You can also shoot yourself in the foot by creating overspecified tests that aren’t readable or will likely break. The art lies in knowing when to use dynamic versus handwritten mocks. My guideline is that, when the code using the isolation framework starts to look ugly, it’s a sign that you may want to simplify things. Use a handwritten mock, or change your test to test a different result that proves your point but is easier to test.
Philip Schwarz 3 days later:
@Franco Lombardo
Which assertion better communicates that ‘it is true that the selection size is zero’ ?
If we use
assertEquals(0, selection.size());
it reads as ‘it is true equals zero selection size’. Not too clear. Partly because ‘equals’ is used as a prefix operator, as in the LISP-like (= a b), and partly because the result operand comes before the computation operand, as in the LISP-like (= result computation).
If we use
assertThat(selection.size(), equalTo(0));
it reads as ‘it is true that selection size equal to zero’. That is clearer. The equals is now in infix position, as in a = b, and the computation comes before the expected result: computation = result. But we can do better.
If we use
assertThat(selection.size(), is(equalTo(0)));
it reads as ‘it is true that selection size is equal to zero’, which is pretty much what we are trying to communicate.
Which one do you prefer?
As it says in this Hamcrest tutorial, the ‘is()’ matcher is pure syntactic sugar, to make your tests as readable as possible.
Erik Przekop 3 days later:
I think the comments point out clearly that this is a “religious” argument to some extent.
I use EasyMock very often, and I think I need to write more hand-rolled mocks / stubs. At the very least I need to try it and see how well it works for a given situation.
I certainly don’t agree with the assertion that boils down to “good programmers should be able to read code using mocks” (which is what I took away from Reflective Surface’s post). That’s as bad as saying “it was hard to write, so it should be hard to read.”
If a mediocre programmer can’t make sense of your code, then it could (and usually should) be written more clearly.
I really need to give Mockito a try, though. I’m not very keen on doing behavior-based verification unless I absolutely have to. My (admittedly stone-aged) mind finds it much easier to understand tests that verify state.
Philip Schwarz 4 days later:
@Uncle Bob
In The Art of Unit Testing, Roy Osherove says:
In a test where you test only one thing (which is how I recommend you write tests), there should be no more than one mock object. All other fake objects will act as stubs.Having more than one mock per test usually means you are testing more than one thing, and this can lead to complicated or brittle tests.

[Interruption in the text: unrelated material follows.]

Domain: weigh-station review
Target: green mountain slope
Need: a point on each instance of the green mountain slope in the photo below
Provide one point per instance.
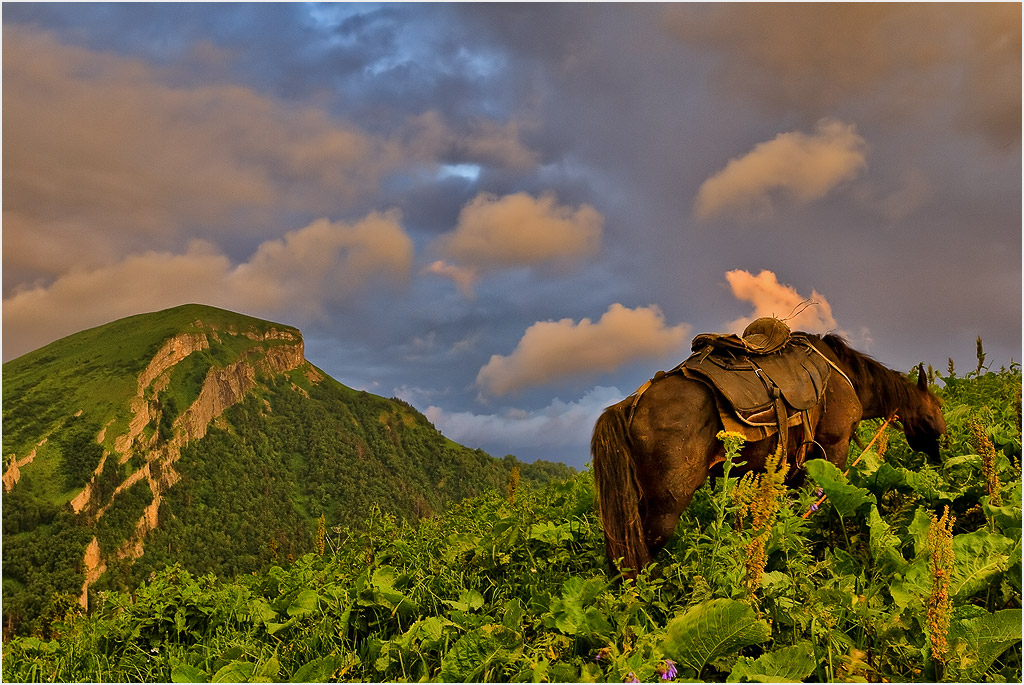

Your test credentialsShouldBeNonNullIfServiceNamePresent conforms to this practice: it has one mock called manager, and two stubs called gssName and gssCredential.
Do you think it would enhance readability to have mock names contain ‘mock’, and stub names containing ‘stub’, like in the Apps flavour of Hungarian Notation?
e.g. 1: mockManager, nameStub and credentialStub
e.g. 2: mockManager, stubbedName and stubbedCredential.
We would then have:
when(mockManager.createName(anyString(), (Oid) anyObject(), (Oid) anyObject())).thenReturn(stubbedGssName); ... when(mockManager.createCredential((GSSName) anyObject(), anyInt(), (Oid) anyObject(), anyInt())).thenReturn(stubbedGssCredential); ... NegotiateAuthenticator authenticator = new NegotiateAuthenticator(mockManager, properties); ... verify(mockManager).createName("service", serviceNameType, mechanism); ... verify(mockManager).createCredential(stubbedGssName, GSSCredential.INDEFINITE_LIFETIME, mechanism, GSSCredential.ACCEPT_ONLY); ... assertEquals(stubbedGssCredential, authenticator.getServerCredentials());
This could also help to quickly check that there is no verification of methods called on stubs.